楚薪不管他,横行霸道地娓娓道来:“多年前,你还是负责黑天鹅港研究项目的赫尔佐格,从人类的视角探索混血种与龙族的秘密,为了私吞研究成果,你携带仅剩的三颗胚胎来到霓虹,费劲千辛万苦一举成为橘政宗和王将,成为了霓虹混血种世界的幕后黑手,你设计多年,只为谋求白王的权柄与王座。”
听闻这些话,赫尔佐格难以抑制地颤抖起来,犹如被人强行脱去全部衣裤,一丝不苟地暴露在众目睽睽之下。

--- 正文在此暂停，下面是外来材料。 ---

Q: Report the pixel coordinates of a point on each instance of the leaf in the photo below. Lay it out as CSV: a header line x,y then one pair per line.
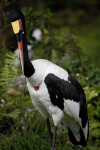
x,y
14,114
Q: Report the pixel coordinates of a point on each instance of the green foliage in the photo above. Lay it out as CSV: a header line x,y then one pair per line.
x,y
21,126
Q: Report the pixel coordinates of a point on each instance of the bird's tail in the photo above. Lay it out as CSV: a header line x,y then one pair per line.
x,y
77,134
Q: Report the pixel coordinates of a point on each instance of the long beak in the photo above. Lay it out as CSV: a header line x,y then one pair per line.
x,y
20,46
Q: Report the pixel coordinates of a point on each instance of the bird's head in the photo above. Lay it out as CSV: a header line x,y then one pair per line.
x,y
17,20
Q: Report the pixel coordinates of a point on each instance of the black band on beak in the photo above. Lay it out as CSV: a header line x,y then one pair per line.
x,y
19,36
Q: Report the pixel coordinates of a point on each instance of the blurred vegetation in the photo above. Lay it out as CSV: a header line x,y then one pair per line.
x,y
21,126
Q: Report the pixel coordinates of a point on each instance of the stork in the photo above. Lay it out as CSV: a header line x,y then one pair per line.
x,y
54,92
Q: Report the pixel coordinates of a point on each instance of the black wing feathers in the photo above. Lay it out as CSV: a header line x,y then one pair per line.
x,y
61,90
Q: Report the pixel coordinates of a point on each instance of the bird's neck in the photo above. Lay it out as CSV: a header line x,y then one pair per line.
x,y
28,68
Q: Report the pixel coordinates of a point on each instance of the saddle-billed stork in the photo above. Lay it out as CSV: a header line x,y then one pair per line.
x,y
54,92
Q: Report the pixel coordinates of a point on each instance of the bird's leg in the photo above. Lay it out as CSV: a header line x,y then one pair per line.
x,y
54,138
49,131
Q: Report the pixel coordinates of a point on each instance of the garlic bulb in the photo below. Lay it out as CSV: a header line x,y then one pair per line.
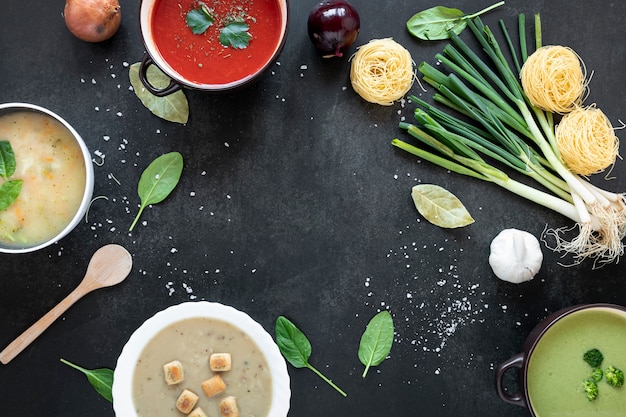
x,y
515,256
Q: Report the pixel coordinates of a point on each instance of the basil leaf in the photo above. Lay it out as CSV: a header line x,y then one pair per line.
x,y
199,20
158,180
173,107
376,340
100,379
293,344
434,23
440,207
235,34
9,191
7,159
296,348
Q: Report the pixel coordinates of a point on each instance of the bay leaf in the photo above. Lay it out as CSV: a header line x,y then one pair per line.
x,y
440,207
173,107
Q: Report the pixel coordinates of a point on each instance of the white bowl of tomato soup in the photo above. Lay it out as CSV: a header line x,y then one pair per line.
x,y
53,166
211,45
189,334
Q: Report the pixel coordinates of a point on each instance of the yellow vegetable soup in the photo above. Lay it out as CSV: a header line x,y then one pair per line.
x,y
51,165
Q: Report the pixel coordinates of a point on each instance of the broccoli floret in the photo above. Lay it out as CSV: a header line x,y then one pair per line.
x,y
591,389
593,357
614,376
596,374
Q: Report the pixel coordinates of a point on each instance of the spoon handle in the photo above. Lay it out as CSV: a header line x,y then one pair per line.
x,y
30,334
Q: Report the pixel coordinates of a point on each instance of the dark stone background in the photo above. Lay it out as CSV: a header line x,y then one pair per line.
x,y
293,202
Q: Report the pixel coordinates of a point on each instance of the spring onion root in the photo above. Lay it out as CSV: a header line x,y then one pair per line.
x,y
554,79
586,141
494,126
381,71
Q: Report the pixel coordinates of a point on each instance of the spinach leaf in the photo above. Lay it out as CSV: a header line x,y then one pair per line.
x,y
173,107
236,35
376,341
440,207
199,20
158,180
9,191
7,159
436,23
296,348
101,379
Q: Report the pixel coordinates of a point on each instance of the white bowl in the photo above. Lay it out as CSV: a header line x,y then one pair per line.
x,y
123,403
6,108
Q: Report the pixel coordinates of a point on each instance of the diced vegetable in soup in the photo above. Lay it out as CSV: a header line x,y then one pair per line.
x,y
191,342
50,163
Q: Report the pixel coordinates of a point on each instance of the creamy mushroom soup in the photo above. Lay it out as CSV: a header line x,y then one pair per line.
x,y
191,342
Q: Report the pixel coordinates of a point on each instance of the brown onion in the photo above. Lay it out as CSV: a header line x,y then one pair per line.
x,y
93,20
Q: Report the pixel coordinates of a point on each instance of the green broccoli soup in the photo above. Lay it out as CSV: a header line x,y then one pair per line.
x,y
556,369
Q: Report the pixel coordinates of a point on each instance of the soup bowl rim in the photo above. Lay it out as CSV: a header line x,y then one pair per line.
x,y
10,107
123,402
523,359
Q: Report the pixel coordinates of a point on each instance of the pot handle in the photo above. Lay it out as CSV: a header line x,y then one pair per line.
x,y
516,361
143,76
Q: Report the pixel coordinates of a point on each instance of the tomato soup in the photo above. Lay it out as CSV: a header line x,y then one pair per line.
x,y
202,58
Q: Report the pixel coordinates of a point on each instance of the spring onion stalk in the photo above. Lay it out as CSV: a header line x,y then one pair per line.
x,y
506,129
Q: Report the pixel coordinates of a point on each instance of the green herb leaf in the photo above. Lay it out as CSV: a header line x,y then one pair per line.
x,y
296,348
293,344
199,20
101,379
440,207
173,108
236,35
158,180
9,191
376,341
7,159
435,23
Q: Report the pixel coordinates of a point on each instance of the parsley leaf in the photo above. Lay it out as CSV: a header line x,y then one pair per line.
x,y
199,20
235,34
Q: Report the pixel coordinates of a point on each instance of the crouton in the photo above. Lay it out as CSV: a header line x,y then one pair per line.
x,y
228,407
186,401
198,413
213,385
220,362
173,372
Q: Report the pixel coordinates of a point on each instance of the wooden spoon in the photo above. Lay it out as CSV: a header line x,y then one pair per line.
x,y
110,265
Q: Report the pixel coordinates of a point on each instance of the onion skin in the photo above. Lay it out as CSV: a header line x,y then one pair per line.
x,y
92,20
333,26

巨大的愤怒与恐惧在胸腔里喷涌而出,令他想要以最快速度逃离这里。
“对了,当年的三颗源自同一个男人的胚胎,都在这里。”楚薪说着,用手指向源稚生、源稚女和绘梨衣。
“你是谁?你究竟是谁!”赫尔佐格忽然一哆嗦,“邦达列夫?你是邦达列夫!”
“邦达列夫?你说的是奥丁吧,天空与风之王奥丁。”楚薪平淡道。
“奥丁?天空与风之王?怎么可能,那他为何要那么做?”赫尔佐格只感觉大脑短路,无数回忆在脑中荡漾,cpu快要烧炸了。
“你不过是个可怜的棋子而已,赫尔佐格,其实你有一条活路可走,那就是亲吻老贼的嘴唇,”楚薪笑着站起身来,将傲人巨龙呈现在众人眼前,“可惜,这个世界没有老贼,所以,你只剩死路一条。”